What do we do about it? Our are livers in trouble? Do we need to cleanse? No. They're amazing, toxin handling machines. But even the best of machines can get overwhelmed. We can offer support. Matthew Wood is a proponent of "nudgeopathy;" we can "nudge" the liver into a less overloaded state.

This is time for bitters. Think about it; when we taste something bitter, it makes out body give a little shake. Bitters help us shake things up and move the sludge out.

Bitters can be found in many places. Cocktails. Aperitifs. Spring greens. Dandelion roots. And one of my new favorites, Chamomile.

But we don't want to take bitters because, well.. they're challenging. So I've been working on an herbal honey with German Chamomile. It's a beautiful yellow color. Yellow is the color of that is associated with the liver. Think about someone that has the liver condition of jaundice. Sometimes, we say someone is bilious, which is the liver emotion of anger and is associated with the yellowish color of bile.

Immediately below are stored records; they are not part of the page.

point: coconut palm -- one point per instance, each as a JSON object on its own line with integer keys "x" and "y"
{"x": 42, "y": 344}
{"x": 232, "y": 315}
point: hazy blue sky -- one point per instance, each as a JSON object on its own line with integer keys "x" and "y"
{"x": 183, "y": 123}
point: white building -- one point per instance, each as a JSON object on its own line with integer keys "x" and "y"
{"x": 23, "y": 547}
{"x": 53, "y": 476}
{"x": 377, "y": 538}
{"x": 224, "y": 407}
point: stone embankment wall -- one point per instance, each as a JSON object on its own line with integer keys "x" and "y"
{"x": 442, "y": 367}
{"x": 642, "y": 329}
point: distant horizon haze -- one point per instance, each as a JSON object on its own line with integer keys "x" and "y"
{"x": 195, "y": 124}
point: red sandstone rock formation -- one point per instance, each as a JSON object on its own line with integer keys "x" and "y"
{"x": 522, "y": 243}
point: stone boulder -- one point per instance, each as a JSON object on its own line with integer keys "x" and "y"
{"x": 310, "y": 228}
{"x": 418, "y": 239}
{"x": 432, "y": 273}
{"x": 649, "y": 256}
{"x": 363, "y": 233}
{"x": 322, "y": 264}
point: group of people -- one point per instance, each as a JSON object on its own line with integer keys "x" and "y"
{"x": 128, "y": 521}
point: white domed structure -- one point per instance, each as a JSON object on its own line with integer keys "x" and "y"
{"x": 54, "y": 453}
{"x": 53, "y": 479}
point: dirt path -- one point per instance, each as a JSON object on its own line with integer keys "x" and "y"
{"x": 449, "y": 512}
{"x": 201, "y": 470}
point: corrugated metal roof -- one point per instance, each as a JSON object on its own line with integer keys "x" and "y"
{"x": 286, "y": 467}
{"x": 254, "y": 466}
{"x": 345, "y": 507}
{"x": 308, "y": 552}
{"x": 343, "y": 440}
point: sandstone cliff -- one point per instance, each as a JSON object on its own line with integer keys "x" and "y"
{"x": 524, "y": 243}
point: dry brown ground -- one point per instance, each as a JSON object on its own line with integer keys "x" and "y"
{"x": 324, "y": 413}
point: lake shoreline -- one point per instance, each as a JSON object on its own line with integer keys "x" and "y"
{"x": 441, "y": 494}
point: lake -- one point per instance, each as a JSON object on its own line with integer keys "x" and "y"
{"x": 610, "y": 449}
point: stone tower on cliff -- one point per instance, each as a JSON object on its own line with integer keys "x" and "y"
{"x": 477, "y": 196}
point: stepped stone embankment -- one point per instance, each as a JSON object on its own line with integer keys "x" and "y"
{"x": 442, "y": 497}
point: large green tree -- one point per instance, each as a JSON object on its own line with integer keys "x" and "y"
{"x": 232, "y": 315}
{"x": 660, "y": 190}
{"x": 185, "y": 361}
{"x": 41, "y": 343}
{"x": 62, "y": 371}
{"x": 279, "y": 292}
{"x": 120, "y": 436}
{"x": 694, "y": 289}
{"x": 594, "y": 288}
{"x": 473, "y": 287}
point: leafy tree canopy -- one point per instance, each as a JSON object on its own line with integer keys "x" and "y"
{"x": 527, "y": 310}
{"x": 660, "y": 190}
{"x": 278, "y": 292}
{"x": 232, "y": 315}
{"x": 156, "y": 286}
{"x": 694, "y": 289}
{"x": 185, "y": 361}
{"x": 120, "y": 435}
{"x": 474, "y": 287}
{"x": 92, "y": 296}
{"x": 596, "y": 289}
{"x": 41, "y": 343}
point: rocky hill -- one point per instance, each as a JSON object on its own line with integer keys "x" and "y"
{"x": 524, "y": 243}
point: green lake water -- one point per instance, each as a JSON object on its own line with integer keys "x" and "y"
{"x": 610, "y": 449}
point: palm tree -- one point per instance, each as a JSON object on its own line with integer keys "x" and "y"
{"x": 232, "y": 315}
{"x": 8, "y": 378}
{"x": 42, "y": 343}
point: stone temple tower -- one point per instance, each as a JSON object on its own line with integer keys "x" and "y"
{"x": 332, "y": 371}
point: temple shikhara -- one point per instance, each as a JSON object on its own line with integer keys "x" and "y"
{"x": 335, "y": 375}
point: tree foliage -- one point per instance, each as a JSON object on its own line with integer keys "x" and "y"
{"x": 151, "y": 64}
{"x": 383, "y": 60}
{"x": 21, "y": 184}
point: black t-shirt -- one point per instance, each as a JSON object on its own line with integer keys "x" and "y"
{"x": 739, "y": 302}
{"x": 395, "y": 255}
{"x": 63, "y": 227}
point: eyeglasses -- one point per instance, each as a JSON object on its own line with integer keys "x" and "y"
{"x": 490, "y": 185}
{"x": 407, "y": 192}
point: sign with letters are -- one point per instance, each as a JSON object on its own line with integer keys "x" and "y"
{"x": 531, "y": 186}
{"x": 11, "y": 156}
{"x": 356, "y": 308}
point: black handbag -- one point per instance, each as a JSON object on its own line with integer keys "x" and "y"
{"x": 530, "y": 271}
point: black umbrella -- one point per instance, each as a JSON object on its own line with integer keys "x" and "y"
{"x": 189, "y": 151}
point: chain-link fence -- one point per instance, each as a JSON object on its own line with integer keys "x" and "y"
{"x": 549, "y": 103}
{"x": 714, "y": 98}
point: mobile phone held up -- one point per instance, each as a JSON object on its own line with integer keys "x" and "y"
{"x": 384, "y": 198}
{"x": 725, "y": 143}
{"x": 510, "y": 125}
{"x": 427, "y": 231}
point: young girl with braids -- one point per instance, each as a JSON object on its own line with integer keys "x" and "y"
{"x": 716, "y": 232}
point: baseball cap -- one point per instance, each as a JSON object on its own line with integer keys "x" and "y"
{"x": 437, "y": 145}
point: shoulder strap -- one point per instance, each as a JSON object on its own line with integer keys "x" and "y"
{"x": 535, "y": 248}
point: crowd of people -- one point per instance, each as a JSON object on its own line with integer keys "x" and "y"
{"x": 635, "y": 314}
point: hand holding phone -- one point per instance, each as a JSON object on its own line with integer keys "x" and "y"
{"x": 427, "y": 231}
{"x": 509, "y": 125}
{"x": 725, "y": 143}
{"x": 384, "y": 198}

I learned how to make an herbal honey from Lori Rose, PhD and Natural Health Practitioner. I used a mortar and pestle to make the herb more powder-like. I used half a jar of herb and the rest of the jar was filled with honey. It's a little messy, but a good process. I'll let it sit for about 4 weeks, when it will reach fuller potency. Since the herb is ground up, I don't plan on straining it. Then, I can take a teaspoon a day as liver tonic. If that's too much, I can add a teaspoon to a cup of hot water and have an instant Chamomile tea and honey.